Vocabulary management for domain experts and business users with metaphactory

This blog post introduces metaphactory's vocabulary management features, which extend the platform's knowledge modeling capabilities and support knowledge graph experts, domain experts and business users in creating and editing SKOS vocabularies to capture business-relevant terms. We'll start out by defining what vocabularies are and looking at the use cases they can serve. Then, we'll look at specific vocabulary management features supported in metaphactory. Finally, we'll look at a specific use case and integrate an existing thesaurus into metaphactory and use the platform's semantic structured search component to explore terms and to connect data through relations between entities.

What is a Vocabulary?

To put it briefly, a vocabulary is a collection of terms organized in a (hierarchical) classification scheme. A term could include preferred and alternative labels and has a defined scope or describes a specific domain. The most common examples of different types of vocabularies are thesauri, taxonomies, terminologies, glossaries, classification schemes, and subject headings.

Need for Vocabularies

Vocabularies are used in a variety of contexts and can serve various purposes. Let's look at a few examples of using vocabularies in practice. Imagine you are a data scientist in the pharma domain and are working on a project where you or your end users need to be able to:

  • Build categorizations and classifications of terms such as genes, proteins, diseases, viruses, symptoms, living organisms, etc.
  • Tag particular data contents or data resources such as research papers, case studies, lab reports, web pages, images, blog posts with these terms as related terms, in order to give a base for recommendation and to promote the interoperability and relations between those tagged data resources.
  • Search for information about a protein and narrow down your search to a specific species, organ, or other facet of the subject.
  • Search multilingually and expand your search to synonyms or alternative labels when looking for information about a specific disease.
  • Use related terms and auto-suggestion when searching for information.
  • Organize internal knowledge that needs to be re-used and shared within or outside of your organization in a controlled manner and make sure that it doesn't create confusion when working within and across different disciplines, for example, when a particular term is used in different ways or different terms are used for similar things.
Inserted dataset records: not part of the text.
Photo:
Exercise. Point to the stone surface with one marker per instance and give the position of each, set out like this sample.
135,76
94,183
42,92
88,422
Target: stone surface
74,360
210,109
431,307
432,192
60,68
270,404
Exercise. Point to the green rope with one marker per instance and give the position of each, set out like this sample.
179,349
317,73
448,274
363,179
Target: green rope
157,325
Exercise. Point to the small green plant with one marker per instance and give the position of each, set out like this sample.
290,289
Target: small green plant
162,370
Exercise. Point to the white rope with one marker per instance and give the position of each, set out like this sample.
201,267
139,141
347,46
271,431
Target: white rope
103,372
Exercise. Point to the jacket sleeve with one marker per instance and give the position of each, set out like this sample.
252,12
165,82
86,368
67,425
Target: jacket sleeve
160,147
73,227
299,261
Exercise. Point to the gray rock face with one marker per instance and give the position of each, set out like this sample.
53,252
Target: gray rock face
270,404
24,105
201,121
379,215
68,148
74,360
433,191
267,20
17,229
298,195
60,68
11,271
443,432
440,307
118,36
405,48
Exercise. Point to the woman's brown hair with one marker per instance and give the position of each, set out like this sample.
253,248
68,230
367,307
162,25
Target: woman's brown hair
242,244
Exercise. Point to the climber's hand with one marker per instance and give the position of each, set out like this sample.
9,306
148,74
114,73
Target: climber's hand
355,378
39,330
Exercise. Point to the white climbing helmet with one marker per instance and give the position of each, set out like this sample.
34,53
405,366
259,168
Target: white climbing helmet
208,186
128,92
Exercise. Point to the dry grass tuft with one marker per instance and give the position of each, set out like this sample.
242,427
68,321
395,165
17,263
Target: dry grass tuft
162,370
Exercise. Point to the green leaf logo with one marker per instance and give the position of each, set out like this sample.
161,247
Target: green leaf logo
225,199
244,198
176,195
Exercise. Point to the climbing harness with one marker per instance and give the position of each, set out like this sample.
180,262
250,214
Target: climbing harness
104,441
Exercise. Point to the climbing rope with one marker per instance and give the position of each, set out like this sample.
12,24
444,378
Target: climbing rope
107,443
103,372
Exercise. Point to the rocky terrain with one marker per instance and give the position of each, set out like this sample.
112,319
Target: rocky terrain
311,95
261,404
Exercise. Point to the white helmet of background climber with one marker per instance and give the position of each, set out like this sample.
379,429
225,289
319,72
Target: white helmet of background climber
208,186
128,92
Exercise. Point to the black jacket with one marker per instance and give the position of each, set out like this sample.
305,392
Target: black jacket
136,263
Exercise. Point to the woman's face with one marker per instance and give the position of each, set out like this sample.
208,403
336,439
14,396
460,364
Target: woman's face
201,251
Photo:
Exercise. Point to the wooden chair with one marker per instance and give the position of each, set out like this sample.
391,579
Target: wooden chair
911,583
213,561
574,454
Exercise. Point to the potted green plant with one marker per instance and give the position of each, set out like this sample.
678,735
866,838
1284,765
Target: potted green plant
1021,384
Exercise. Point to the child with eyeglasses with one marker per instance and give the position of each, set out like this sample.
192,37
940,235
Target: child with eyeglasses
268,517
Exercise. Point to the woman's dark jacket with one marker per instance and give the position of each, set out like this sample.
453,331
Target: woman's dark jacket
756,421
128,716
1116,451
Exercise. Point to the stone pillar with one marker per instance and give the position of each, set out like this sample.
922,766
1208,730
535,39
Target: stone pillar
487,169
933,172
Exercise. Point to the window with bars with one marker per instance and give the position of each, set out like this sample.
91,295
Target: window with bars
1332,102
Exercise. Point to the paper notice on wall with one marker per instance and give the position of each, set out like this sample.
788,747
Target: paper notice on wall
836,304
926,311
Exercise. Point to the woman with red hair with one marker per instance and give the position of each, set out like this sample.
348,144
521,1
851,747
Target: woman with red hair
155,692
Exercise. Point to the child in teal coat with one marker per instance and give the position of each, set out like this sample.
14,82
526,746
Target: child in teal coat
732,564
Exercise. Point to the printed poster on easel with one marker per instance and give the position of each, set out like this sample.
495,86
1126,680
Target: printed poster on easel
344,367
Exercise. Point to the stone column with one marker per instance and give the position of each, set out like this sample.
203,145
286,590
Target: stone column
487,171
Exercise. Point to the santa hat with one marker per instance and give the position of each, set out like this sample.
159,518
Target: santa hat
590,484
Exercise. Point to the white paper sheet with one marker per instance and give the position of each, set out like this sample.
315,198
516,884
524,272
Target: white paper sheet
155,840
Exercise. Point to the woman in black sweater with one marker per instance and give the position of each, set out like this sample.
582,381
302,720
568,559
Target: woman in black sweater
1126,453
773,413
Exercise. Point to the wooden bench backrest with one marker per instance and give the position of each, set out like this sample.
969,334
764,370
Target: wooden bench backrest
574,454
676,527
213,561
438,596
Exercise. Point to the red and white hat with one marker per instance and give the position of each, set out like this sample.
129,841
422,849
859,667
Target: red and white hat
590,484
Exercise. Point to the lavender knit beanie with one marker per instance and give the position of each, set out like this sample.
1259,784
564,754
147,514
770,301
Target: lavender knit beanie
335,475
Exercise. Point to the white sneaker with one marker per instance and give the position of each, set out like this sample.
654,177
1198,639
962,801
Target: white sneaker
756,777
Because they allow for defining a common terminology and hierarchical structure for terms within a domain, vocabularies support all examples discussed above and help users find information faster, more reliably, and more effectively and communicate and collaborate across disciplines, departments, or organizations.

What exactly is Vocabulary Management?

In brief, vocabulary management refers to the design, development, implementation, and maintenance of such taxonomies, classification schemes, thesauri, metadata, and glossaries. It also implies the process of keeping vocabularies in line with changes in term usage and adopting best practices which are based on open standards and available to all users.

One practice for this is SKOS (Simple Knowledge Organization System). SKOS is based on RDF which allows the information to be passed between machines in an interoperable way. For more details, please see the informative guide on SKOS Primer.

 

Vocabulary Management with metaphactory

In metaphactory, we have adopted SKOS as our base model for vocabulary management and have implemented features such as vocabulary cataloging, versioning, and metadata editing capabilities. With these features, metaphactory allows customers to manage vocabularies in the knowledge graph itself, alongside instance data and other data assets (such as ontologies and data catalogs), and enhances knowledge democratization by supporting the modeling of domain-specific data in terms that domain experts and business users understand and can use for analysis and in answering critical business questions.

In the screenshot below you can see the STW thesaurus for economics loaded as a sample vocabulary in metaphactory. Note how the terms are structured for organizing and classifying data and are related to each other via hierarchical relations. Additionally, each term is used to define and distinguish the characteristics of knowledge resources in a specific domain.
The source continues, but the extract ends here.